If you haven’t seen Destination: Latin America yet, the countdown is on. You have until Sunday, February 9th to see this amazing collection of Latin American art comprising 29 artists from eight Latin American countries. Considering this exhibition on its own is not to be missed, but if you have seen the exhibition, we suggest a return visit to get a new perspective on LSU MOA’s Art in Louisiana permanent collection exhibition.
One of the strengths of Destination Latin America is how the art tells the story of exchange—between local and global, and global south and global north. The exhibition opens with a focus on the Mexican Artistic Revolution – the first American (not North American) art movement to have global impact and closes with Latin American artists addressing global issues, including specifically American issues.

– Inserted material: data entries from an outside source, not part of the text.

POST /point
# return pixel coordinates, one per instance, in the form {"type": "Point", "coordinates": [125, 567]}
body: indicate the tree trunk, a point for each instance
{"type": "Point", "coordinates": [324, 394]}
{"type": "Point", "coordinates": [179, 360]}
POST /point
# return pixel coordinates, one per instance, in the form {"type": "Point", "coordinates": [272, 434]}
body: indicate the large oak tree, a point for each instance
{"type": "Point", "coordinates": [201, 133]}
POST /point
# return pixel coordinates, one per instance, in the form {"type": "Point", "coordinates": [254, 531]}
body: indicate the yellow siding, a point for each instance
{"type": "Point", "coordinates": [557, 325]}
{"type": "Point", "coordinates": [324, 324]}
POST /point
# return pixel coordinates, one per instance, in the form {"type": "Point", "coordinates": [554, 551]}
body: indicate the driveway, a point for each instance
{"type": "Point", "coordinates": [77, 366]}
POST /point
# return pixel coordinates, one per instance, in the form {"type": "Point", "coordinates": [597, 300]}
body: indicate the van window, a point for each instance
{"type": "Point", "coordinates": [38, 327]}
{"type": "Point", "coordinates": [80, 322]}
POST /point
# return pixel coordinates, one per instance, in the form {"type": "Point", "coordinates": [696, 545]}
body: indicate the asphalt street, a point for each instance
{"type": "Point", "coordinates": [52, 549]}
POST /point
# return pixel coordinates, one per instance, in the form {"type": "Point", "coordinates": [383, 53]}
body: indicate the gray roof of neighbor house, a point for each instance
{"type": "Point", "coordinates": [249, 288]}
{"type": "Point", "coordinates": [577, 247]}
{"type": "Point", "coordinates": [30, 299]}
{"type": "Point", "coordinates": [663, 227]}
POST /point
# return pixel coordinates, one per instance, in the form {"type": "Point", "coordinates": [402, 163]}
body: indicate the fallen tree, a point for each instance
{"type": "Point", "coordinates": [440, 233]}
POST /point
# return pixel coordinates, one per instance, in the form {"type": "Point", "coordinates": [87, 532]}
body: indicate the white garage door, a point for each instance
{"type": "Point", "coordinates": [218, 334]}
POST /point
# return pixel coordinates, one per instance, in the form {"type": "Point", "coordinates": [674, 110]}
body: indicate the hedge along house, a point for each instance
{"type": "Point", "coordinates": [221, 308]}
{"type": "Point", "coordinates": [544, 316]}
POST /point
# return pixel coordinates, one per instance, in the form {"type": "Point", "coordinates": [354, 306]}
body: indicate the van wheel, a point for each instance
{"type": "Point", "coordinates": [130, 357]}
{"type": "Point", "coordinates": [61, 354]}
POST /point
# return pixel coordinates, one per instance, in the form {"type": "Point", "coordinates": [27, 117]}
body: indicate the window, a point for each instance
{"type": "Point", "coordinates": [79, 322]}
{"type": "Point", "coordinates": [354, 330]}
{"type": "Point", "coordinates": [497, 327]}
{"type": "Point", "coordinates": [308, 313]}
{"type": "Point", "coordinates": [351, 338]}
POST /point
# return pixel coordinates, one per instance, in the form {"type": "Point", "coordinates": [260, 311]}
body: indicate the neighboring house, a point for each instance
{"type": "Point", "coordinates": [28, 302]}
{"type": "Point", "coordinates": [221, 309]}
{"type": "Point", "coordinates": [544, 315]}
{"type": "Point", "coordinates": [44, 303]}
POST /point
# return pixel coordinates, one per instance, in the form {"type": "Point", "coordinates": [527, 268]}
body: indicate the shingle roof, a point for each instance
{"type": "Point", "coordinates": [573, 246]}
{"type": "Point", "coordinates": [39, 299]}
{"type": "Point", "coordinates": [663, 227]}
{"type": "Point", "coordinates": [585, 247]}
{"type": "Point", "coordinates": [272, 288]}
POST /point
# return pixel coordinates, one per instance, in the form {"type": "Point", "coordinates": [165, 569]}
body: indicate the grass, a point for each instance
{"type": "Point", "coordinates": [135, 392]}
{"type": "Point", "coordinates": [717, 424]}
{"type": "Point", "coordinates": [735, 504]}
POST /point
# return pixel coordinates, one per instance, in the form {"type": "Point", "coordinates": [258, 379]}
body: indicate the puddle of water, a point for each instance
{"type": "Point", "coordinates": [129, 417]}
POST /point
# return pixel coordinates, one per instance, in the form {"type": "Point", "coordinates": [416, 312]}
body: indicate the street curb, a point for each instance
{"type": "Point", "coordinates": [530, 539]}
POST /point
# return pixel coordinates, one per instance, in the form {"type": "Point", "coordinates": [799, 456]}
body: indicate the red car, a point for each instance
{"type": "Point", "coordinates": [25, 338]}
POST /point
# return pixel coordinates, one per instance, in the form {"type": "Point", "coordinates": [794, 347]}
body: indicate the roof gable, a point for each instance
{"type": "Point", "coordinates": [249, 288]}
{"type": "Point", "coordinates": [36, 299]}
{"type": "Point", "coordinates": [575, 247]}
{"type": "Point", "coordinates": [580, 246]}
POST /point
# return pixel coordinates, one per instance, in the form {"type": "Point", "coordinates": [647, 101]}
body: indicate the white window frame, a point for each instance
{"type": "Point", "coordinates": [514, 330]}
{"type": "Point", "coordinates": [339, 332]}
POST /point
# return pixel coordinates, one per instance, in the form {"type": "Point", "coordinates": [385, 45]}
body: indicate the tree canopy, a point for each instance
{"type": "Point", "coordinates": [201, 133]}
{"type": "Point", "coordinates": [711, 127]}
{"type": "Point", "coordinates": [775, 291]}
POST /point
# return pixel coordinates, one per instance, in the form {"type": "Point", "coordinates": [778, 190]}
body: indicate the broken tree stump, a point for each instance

How to get the most out of your last visit to Destination: Latin America
Seek and Find these connections:
Valadez, Romero, and Rivera
Louisiana favorite Caroline Durieux was among the American artists who worked in Mexico City exchanging ideas with Diego Rivera and Clemente Orozco Romero among others. Compare Jose Raul Anguiano Valadez’s Untitled (Woman Reclining) with Romero’s portrait of Durieux in our Introduction to Art in Louisiana and Rivera’s portrait in our Portrait Gallery.
Bravo and Weston
Manuel Alvarez Bravo’s grid of photographs focus on shape, pattern, and shadows of high modernism. Compare Alvarez Bravo’s Window on the Agaves with Edward Weston’s Artichoke Halved featured in the Introductory gallery of Art in Louisiana.
Catunda and Kohlmeyer
The abstract works of Leda Catunda and Ida Kohlmeyer with their color fields are great points of comparisons by two female artists. While Kohlmeyer worked in an abstract expressionist manner, focused on formal qualities, Catunda uses that formal language to reject hardness of abstract or “concrete” art. She softens her work by stitching together mass-produced fabrics she references lived-experience.
Gelabert and Birch
The “African Legacy” section includes Florencio Gelabert’s Isla de Cuba which addresses his Afro-Cuban heritage and displacement. The spiked forms recall traditional African nkisi much like the nails in Willie Birch’s own sculpture, Memories of Bertrandville, which reflects on his African and Louisiana heritage in our Contemporary gallery.
Margolles and Bachman
Teresa Margolles’ photographic installation addressing America state violence against black men could be considered alongside Jonathan Bachman’s documentary photograph of protests in Baton Rouge following the shooting of Alton Sterling.
Take one last look at Destination: Latin America at LSU Museum of Art closing on February 9, 2020 at 5 p.m.